P. Engelberts darauf folgendes Wirken als Seelsorger und Missionar in Damaskus war geprägt von christlicher Nächstenliebe und franziskanischen Werten. Die dortige Bevölkerung erlebte ihn nicht nur als Verkünder des Wortes Gottes, sondern vor allem als Helfer der Armen und Kranken, als Botschafter der Gewaltlosigkeit, als „guten Hirten, Priester, Freund und Bruder“, wie es der Priester und Autor Johannes Laichner in einem Buch über seinen Tiroler Landsmann beschreibt.
Als die Christenverfolgung im Zuge der Drusenaufstände im Jahr 1860 vor den Toren des Paulus-Klosters in Damaskus angekommen ist, beschließen die dortigen acht Franziskanerbrüder und drei maronitische Laien-Christen trotz der Todesgefahr zu bleiben. Im Zuge eines Massakers am 9. und 10. Juli, das letztlich etwa 8.000 Christen das Leben kostet, werden auch Engelbert Kolland und seine Mitbrüder angegriffen und ermordet. „Haltet durch und bleibt dem christlichen Glauben und den Ordensgelübden treu“, ermuntert Pater Guardian Emmanuel Ruiz zuvor die Klostergemeinschaft mit flammenden Worten, diese schwere Prüfung mit Mut und Gottvertrauen zu bestehen. Als die Angreifer ins Kloster eindringen, verlangen sie von jedem Einzelnen der Geistlichen, dem Glauben an Christus abzuschwören oder zu sterben.
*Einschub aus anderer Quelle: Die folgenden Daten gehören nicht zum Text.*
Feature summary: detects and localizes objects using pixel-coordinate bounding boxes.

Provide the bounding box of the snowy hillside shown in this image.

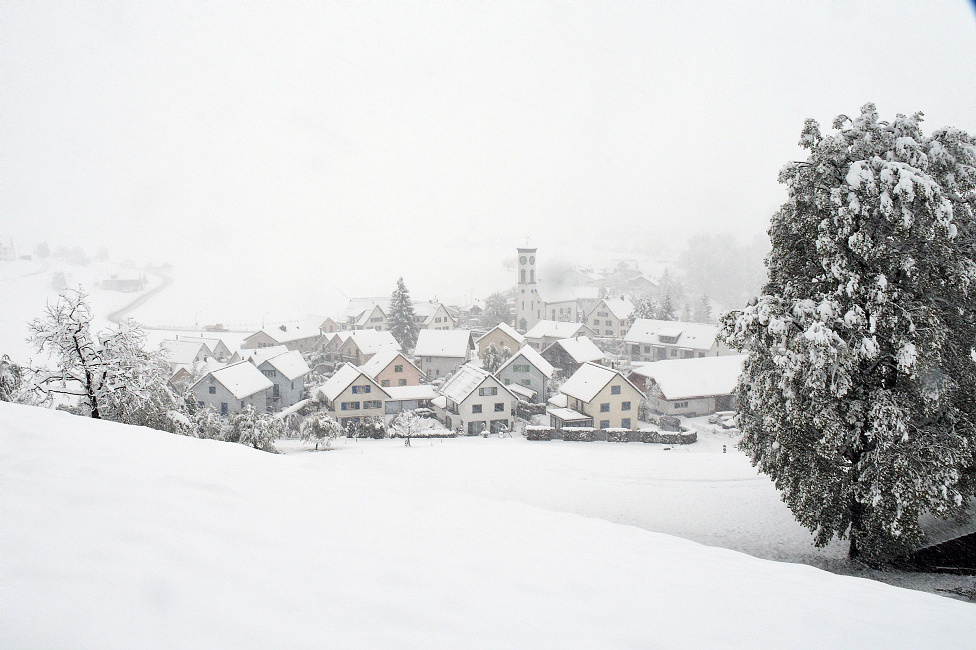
[0,403,976,648]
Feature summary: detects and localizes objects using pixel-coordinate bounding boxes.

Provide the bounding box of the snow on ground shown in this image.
[0,403,976,648]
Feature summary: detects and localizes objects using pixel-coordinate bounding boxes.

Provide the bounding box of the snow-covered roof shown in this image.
[624,318,718,350]
[505,384,536,399]
[342,298,390,321]
[587,296,634,320]
[495,345,552,379]
[343,330,400,354]
[547,408,593,422]
[315,363,389,402]
[632,354,747,400]
[559,363,643,402]
[160,339,213,365]
[240,345,288,366]
[525,320,588,339]
[383,384,437,401]
[476,323,525,345]
[543,336,606,363]
[201,361,274,399]
[413,330,472,359]
[359,345,410,379]
[267,350,310,381]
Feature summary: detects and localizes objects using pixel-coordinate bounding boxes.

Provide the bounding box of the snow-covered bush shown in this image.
[301,411,342,449]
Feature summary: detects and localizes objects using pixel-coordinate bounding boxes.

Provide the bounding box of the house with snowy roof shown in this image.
[241,323,322,354]
[548,363,644,429]
[341,298,390,331]
[413,301,457,330]
[255,350,310,411]
[335,329,400,366]
[433,365,518,436]
[160,339,214,372]
[583,296,634,339]
[190,361,273,416]
[413,330,474,381]
[525,320,596,352]
[475,323,525,359]
[541,336,609,377]
[624,318,736,362]
[313,363,390,427]
[360,346,424,388]
[495,345,555,404]
[628,354,746,417]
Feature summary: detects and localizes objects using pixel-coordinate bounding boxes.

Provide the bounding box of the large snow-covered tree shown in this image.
[722,104,976,562]
[387,278,420,352]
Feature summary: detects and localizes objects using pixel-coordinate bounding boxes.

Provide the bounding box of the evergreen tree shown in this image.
[387,278,420,352]
[722,104,976,563]
[481,292,515,329]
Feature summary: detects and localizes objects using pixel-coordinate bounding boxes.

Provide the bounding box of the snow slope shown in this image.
[0,403,976,648]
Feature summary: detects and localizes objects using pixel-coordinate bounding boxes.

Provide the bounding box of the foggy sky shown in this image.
[0,0,976,308]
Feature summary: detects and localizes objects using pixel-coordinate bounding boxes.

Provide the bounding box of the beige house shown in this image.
[413,302,457,330]
[583,296,634,339]
[314,364,390,427]
[624,318,737,362]
[475,323,525,359]
[361,347,423,388]
[549,363,644,429]
[433,365,518,435]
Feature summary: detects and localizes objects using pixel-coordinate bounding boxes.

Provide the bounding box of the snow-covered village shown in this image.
[0,0,976,649]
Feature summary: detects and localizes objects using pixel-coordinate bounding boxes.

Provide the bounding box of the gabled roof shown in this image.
[542,336,606,363]
[586,297,634,320]
[193,361,274,399]
[559,363,644,402]
[525,320,592,339]
[343,330,400,354]
[413,330,473,359]
[315,363,390,402]
[475,323,525,345]
[359,346,420,379]
[267,350,309,381]
[631,354,748,400]
[624,318,718,351]
[160,339,214,365]
[441,364,510,404]
[495,345,552,379]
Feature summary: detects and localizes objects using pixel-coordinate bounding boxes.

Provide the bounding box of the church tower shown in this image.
[515,248,545,333]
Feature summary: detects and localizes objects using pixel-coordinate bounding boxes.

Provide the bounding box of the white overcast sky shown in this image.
[0,0,976,312]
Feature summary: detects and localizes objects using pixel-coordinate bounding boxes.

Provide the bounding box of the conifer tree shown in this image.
[388,278,420,352]
[722,104,976,563]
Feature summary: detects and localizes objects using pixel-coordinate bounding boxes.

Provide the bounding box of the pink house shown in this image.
[360,347,423,388]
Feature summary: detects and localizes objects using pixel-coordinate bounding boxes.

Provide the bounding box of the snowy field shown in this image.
[0,403,976,648]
Alle weigern sich – und erleiden den Märtyrertod. „Ich bin ein Christ und will als Christ sterben. Schlagt zu“, sagt P. Emmanuel, das erste Opfer unter den Franziskanern, vor dem tödlichen Axthieb. „Wenn ich tausend Mal den Tod erleiden müsste, ich würde meinen Herrn nie verraten“, sind die letzten Worte von P. Nicola Alberca, dem jüngsten Opfer.
P. Engelbert Kolland versucht zunächst über die Dächer ins benachbarte Haus einer christlichen Familie zu fliehen, wird aber bald entdeckt und umringt. Er fragt einen der aufgebrachten Männer: „Freund, was habe ich dir getan, dass du mich töten willst?“ Dieser entgegnet verblüfft: „Nichts, aber du bist Christ!“
Dreimal wird er aufgefordert, seinem Glauben abzuschwören, doch seine Antwort ist klar und deutlich: „Ich bin ein Christ, ich bleibe ein Christ. Noch mehr, ich bin ein Diener Christi, Priester der katholischen Gemeinde hier.“ Dreimal trifft ihn die Axt, der dritte ist der tödliche Schlag.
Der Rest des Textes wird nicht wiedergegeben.